Students competed for prizes in the international social venture plan competition, where interdisciplinary student teams from around the world proposed creative, commercially viable businesses designed to reduce poverty in the developing world. The semi-finalists were selected from 100 teams in 24 countries.
In 2010, Koenig's team was one of three with winning ideas in the Dow Sustainability Innovation Student Challenge. The graduate-student competition is now underway for 2011, with the Graham Environmental Sustainability Institute accepting breakthrough sustainability ideas through March 5.
Wello's goal is to effectively deliver clean water to a thirsty world. By reframing the water crisis as an opportunity, Wello has developed an innovative business model that empowers individuals to use the WaterWheel as an income-generating tool to lift their families out of poverty, according to Koenig. Women and girls, for example, could be freed to pursue and education and avoid the injuries related to carrying the water jugs.

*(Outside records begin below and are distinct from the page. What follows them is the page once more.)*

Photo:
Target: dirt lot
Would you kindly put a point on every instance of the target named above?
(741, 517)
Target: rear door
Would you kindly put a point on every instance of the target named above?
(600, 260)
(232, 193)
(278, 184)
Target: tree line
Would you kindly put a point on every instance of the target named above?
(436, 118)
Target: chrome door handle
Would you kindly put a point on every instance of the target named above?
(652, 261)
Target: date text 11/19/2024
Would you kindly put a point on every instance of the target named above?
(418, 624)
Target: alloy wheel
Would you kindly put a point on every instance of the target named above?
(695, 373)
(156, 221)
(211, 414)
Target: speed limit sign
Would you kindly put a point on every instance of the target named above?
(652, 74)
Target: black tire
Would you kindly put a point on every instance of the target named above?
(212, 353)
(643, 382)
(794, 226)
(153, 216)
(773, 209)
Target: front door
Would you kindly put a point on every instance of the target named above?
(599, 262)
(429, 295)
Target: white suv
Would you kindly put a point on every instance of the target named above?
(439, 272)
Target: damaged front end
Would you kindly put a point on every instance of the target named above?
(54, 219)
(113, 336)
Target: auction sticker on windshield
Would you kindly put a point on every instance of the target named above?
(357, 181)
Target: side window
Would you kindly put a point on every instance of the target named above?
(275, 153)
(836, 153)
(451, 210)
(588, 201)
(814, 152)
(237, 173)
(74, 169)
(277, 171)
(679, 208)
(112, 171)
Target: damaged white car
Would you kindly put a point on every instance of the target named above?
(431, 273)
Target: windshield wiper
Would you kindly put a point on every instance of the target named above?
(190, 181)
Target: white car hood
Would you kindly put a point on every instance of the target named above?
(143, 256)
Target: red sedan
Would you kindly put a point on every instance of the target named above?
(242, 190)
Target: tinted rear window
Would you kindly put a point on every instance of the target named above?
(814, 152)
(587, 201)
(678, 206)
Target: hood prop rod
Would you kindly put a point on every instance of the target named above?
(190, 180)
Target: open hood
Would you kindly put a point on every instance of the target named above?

One in six people in developing countries access to water means hours of walking and heavy lifting. Five gallons of water weighs 44 pounds and women and girls, often the household water carriers, stand in long lines and carry heavy water jugs on their heads up to eight miles a day.
"In recognition of the fact that the people who need products like the WaterWheel the most have the least ability to afford them, we've developed a business-in-a-barrel model," she said. "It enables our customers to finance the purchase of a WaterWheel with a microfinance loan and use the tool to deliver clean water door-to-door, earning income in the process.